Colloidal coomassie blue G-250 staining was used to visualize CyDye-labeled protein features in 2-DE. Bonded gels were fixed in ethanol (30%, v/v), phosphoric acid (2%, v/v) overnight, washed three times (30 min each) with ddH2O and then incubated in methanol (34%, v/v), ammonium sulhate (17%, w/v), phosphoric acid (3%, v/v) for 1 h, prior to adding coomassie blue G-250 (0.5 g/liter). The gels were then left to stain for 5–7 days. No destaining step was required. The stained gels were then imaged on an ImageScanner III densitometer (GE Healthcare), which processed the gel images as .tif files.

In-gel digestion

Excised poststained gel pieces were washed three times in acetonitrile (50%), dried in a SpeedVac for 20 min, reduced with dithiothreitol (10 mM) in ammonium bicarbonate (pH 8.0, 5 mM) for 45 min at 50°C, and then alkylated with iodoacetamide (50 mM) in Ammonium bicarbonate (5 mM) for 1 h at room temperature in the dark.
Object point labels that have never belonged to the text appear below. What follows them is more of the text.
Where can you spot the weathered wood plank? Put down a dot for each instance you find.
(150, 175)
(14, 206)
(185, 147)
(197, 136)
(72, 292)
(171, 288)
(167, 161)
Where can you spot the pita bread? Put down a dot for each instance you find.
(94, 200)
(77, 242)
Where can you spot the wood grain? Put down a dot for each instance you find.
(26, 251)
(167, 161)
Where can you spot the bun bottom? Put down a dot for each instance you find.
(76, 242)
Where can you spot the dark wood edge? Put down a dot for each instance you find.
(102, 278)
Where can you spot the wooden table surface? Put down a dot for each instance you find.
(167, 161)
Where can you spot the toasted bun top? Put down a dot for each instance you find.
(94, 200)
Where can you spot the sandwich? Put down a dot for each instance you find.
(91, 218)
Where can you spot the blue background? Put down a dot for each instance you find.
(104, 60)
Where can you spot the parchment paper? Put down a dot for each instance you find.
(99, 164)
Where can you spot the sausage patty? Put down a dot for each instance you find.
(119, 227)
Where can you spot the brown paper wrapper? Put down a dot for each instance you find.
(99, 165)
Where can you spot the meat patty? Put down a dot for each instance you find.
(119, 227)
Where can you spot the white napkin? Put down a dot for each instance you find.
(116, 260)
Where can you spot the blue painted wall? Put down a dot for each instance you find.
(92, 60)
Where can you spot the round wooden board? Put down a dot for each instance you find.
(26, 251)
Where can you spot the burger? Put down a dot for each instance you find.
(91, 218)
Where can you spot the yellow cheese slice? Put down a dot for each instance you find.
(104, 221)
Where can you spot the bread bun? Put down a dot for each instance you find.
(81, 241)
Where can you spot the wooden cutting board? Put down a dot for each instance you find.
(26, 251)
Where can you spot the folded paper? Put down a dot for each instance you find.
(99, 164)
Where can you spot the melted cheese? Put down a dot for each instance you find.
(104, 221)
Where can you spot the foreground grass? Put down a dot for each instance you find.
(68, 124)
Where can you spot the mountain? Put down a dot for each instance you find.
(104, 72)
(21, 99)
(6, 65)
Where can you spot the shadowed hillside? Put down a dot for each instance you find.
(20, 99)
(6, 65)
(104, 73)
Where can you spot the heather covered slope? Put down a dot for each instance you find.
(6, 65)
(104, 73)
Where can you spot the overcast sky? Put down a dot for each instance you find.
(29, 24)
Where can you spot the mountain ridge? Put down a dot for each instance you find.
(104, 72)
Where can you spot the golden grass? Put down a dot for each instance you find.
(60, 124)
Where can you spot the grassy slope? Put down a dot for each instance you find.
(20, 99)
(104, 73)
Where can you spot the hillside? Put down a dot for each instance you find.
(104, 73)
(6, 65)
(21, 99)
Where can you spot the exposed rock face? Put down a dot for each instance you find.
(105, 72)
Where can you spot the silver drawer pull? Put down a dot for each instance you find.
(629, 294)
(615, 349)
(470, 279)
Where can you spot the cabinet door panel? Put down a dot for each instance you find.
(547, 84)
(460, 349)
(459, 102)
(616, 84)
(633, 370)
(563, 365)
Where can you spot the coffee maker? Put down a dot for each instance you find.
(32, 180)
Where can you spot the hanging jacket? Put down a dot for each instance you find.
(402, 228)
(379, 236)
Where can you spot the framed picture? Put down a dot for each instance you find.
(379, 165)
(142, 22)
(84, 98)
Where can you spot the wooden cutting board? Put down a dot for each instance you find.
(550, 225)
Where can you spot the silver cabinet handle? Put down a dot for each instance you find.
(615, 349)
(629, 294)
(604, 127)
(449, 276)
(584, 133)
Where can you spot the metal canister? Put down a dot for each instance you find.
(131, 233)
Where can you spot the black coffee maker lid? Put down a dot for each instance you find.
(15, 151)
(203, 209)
The gel pieces were then washed three times in acetonitrile (50%) and vacuum-dried before reswelling with 50 ng of modified trypsin (Promega, Madison, WI, USA) in Ammonium bicarbonate (5 mM). The pieces were then overlaid with 10 μL of Ammonium bicarbonate (5 mM) and trypsinized for 16 h at 37°C. Supernatants were collected, peptides were further extracted twice with trifluoroacetic acid (5%) in acetonitrile (50%), and the supernatants were pooled. Peptide extracts were vacuum dried, resuspended in 5 μL ddH2O, and stored at−20°C prior to MS analysis.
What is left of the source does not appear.